Martin: It does affect my decision. I would love to play with family (Reynolds and Martin are cousins). It sounds like a great idea to have someone on the court that’s looking out for you. We both have dreams of playing in the NBA whether we play together now or in the future, I think we’ll end up on some great teams together. His committing to Monmouth is affecting my decision and I was the selling point in him going there.
CHD: I saw that you tweeted out that St. Bonaventure was in contact with you. Could you give me the list of schools that have contacted you for next year?

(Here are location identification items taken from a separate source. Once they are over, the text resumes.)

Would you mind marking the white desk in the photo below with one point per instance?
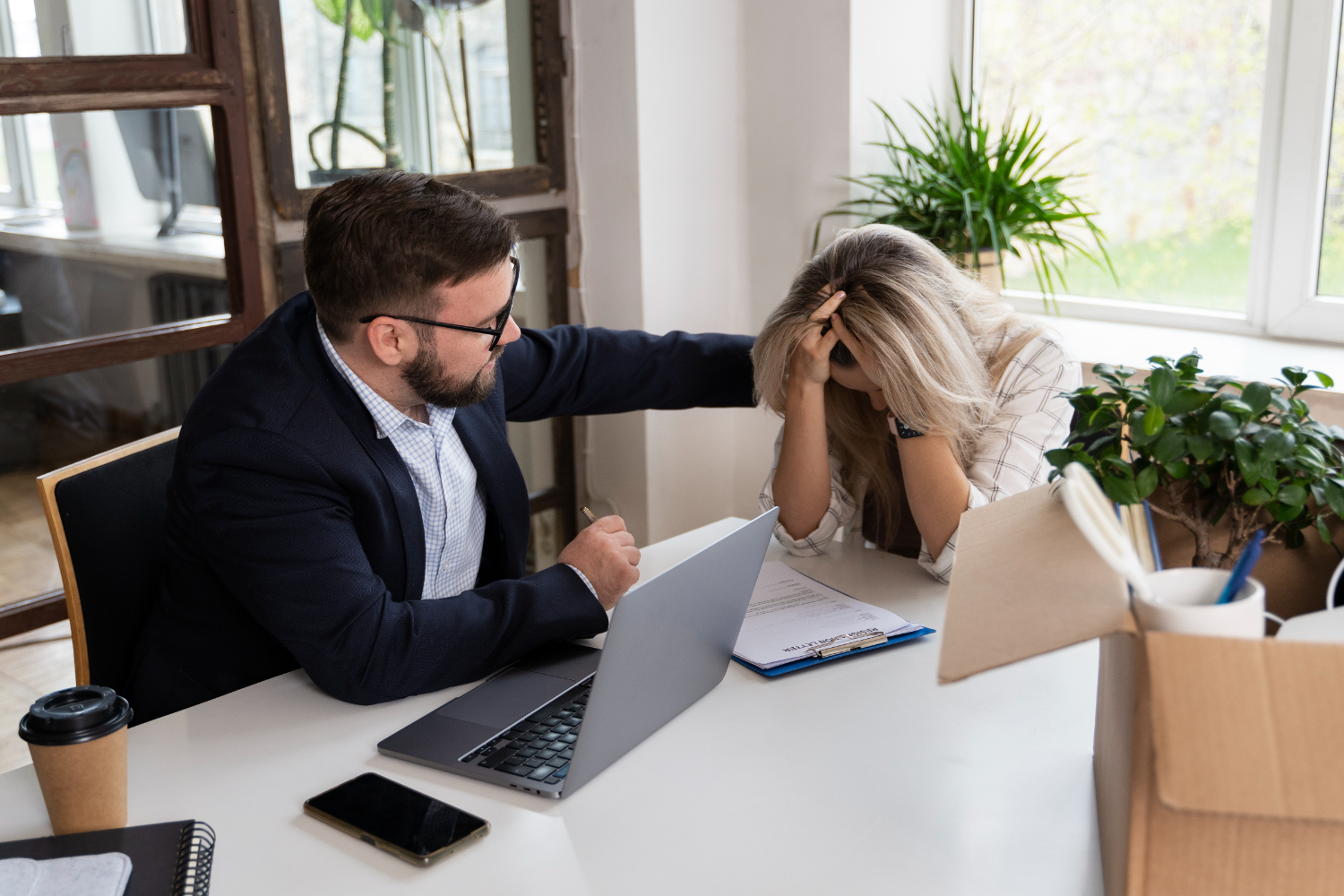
(859, 775)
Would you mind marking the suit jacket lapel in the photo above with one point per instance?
(382, 452)
(497, 474)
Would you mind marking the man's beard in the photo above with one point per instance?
(425, 375)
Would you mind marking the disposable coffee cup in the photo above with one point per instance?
(78, 743)
(1185, 600)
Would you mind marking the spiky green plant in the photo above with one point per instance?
(967, 187)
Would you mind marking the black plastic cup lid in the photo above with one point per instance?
(74, 716)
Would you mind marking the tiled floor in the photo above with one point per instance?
(31, 664)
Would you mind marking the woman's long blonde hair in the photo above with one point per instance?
(941, 341)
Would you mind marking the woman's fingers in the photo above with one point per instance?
(855, 347)
(846, 336)
(828, 308)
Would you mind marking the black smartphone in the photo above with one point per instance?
(400, 820)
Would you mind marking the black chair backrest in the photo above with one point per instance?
(113, 516)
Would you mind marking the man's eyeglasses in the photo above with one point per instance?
(500, 323)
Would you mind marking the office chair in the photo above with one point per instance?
(107, 519)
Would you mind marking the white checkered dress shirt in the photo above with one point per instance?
(1032, 419)
(452, 506)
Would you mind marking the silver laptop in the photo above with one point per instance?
(561, 715)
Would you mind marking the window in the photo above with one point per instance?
(128, 252)
(468, 91)
(1204, 131)
(545, 449)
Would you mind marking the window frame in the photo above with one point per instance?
(548, 70)
(212, 74)
(553, 226)
(1289, 207)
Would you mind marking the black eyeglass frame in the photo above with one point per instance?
(497, 332)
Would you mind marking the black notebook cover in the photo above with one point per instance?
(171, 858)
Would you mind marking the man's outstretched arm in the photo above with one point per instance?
(574, 371)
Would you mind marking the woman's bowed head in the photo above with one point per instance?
(892, 370)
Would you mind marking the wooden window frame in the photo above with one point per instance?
(551, 225)
(547, 78)
(210, 75)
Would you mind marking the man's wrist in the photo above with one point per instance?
(583, 578)
(804, 390)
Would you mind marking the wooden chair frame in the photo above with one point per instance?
(47, 487)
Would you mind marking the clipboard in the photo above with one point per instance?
(827, 654)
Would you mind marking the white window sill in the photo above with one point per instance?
(1246, 358)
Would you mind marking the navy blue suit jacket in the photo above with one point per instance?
(295, 535)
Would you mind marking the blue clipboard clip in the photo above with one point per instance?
(835, 651)
(857, 641)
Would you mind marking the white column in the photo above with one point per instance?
(711, 134)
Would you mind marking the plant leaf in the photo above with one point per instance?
(1246, 461)
(1279, 445)
(1187, 401)
(1145, 481)
(1169, 447)
(1255, 397)
(1292, 495)
(1335, 497)
(1161, 384)
(1223, 425)
(1153, 419)
(1201, 446)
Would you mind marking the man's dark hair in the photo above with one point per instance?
(379, 244)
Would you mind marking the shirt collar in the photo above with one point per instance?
(386, 418)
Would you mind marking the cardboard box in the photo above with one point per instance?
(1219, 763)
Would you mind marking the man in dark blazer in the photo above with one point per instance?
(344, 497)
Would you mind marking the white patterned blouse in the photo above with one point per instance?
(1032, 419)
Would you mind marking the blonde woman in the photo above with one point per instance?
(909, 395)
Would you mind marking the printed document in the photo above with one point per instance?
(790, 614)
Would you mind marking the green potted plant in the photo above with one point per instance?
(1215, 447)
(362, 19)
(978, 194)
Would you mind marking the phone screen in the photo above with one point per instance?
(401, 815)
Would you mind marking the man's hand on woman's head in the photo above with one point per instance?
(811, 362)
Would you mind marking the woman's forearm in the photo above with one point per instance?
(935, 487)
(803, 477)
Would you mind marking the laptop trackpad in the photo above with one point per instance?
(504, 700)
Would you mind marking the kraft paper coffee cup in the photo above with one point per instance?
(78, 743)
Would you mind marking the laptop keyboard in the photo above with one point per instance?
(540, 745)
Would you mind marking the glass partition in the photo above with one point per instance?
(112, 225)
(93, 27)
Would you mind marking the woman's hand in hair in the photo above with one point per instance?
(803, 476)
(867, 363)
(811, 362)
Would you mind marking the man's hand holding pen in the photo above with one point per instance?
(607, 555)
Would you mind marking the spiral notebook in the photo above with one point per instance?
(172, 858)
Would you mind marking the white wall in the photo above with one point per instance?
(710, 136)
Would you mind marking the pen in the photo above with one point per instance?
(1245, 563)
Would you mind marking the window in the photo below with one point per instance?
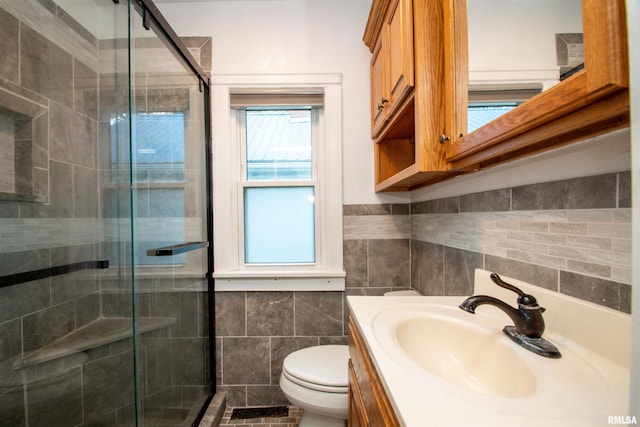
(490, 101)
(277, 182)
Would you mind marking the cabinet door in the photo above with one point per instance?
(399, 29)
(378, 88)
(357, 414)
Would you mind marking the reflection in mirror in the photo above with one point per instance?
(518, 48)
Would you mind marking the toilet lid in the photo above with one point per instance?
(324, 365)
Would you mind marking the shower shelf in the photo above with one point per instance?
(177, 249)
(100, 332)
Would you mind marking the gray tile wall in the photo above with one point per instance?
(572, 236)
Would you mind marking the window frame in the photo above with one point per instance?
(230, 272)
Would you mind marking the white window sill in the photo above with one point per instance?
(279, 281)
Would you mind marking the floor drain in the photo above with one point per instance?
(266, 412)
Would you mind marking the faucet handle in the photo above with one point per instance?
(523, 299)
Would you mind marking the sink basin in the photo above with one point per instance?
(472, 357)
(441, 344)
(453, 368)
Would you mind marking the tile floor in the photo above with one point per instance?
(291, 421)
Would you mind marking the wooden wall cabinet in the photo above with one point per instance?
(422, 139)
(391, 61)
(368, 402)
(409, 87)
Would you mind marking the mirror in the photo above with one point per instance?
(517, 49)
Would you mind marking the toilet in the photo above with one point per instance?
(316, 380)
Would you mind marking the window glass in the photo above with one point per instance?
(279, 225)
(481, 113)
(278, 144)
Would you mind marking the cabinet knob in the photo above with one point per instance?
(382, 102)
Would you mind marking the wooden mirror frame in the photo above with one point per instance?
(593, 101)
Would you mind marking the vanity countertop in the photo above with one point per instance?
(589, 336)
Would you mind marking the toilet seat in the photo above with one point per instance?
(322, 368)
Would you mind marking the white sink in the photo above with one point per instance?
(461, 369)
(465, 354)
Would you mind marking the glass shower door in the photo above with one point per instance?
(169, 229)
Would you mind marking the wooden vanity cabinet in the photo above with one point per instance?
(369, 405)
(409, 94)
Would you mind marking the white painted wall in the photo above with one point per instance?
(297, 36)
(325, 36)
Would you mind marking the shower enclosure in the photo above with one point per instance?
(105, 263)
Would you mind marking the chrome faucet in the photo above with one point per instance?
(528, 324)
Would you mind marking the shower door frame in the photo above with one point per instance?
(151, 16)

Martin: I have been contacted by St. Bonaventure. My top five schools at the moment are Monmouth, St. Bonaventure, Florida-Gulf Coast, Pitt, and West Virginia. It’s been an interesting past few weeks for me and it’s cool to get recruited again. I’ve had a lot of people around me talk good things and reach out and I feel a lot of love these days. It’s a blessing to have all these positive opportunities ahead of me.
CHD: Is making the NCAA Tournament a priority in choosing a school to go to next year?
Martin: It’s a huge priority. I’m not trying to go to a losing team. I think whatever team I go to I’ll make an impact on and help them lead them to a championship.
CHD: Is this overwhelming to you? Do you have a lot of people telling you to go here or there? Are you relying on faith and family with this decision?
Martin: I’m relying on faith but no one is telling me where to go. I’ve been constantly in communication with my parents probably more now than in the last three years. I’m comfortable with whatever my decision is because I’m getting my degree. I’m walking out of here without owing anything except to my parents. I appreciate my parent’s advice because they are both college graduates. My Mom told me about this process, “There are known knowns, known unknowns, and unknown unknowns.” What that means to me is that you can try to plan things out but it’s really up to God.
CHD: I wanted to get your opinion on AAU. You played for the York Ballers AAU Team. Do you think that it’s a benefit to players to play AAU?
Martin: It was a huge benefit. I got to travel and hoop against good competition. You know where York is located so I also played for the Baltimore Elite AAU team and we traveled all around the nation and played in places like Texas. It helped me experience playing against different types of players and it made me realize there’s another level of player that I wanted to be. I got to play in showcases and got some interest in D-1 schools and some top prep schools.
CHD: I wanted to talk about York for a minute since we’re both from there. Could you see yourself back one day as a leader in the community there?
Martin: For sure. When I was home there this past summer me and my friends who played basketball at the collegiate level started a non-profit in York called the See More Good Foundation. That was our way to give back to the kids. We started workouts, teaching kids life skills and financial literacy. It was amazing. We held workouts and kids popped up every week and that made me feel good because I love kids. The parents understood that we were trying to help them and the kids appreciated that we were trying to teach them some things. It was so much fun and I do want to continue to give back and be a positive role model.
(Read more about Melik’s foundation here: https://www.ydr.com/story/sports/2020/08/17/see-more-good-foundation-mentors-york-youth-beyond-basketball-courts/3361289001/ )
CHD: There’s something about York isn’t there? I know I’ve been gone a while but I still love the community. I root for it.
Martin: (Laughs) Boss, I went to both York High and York Catholic so I know all sides of it! There are a lot of positive things in York that could be highlighted by the national media. All we get are negative stories. The positive stories that happen there need to be shown.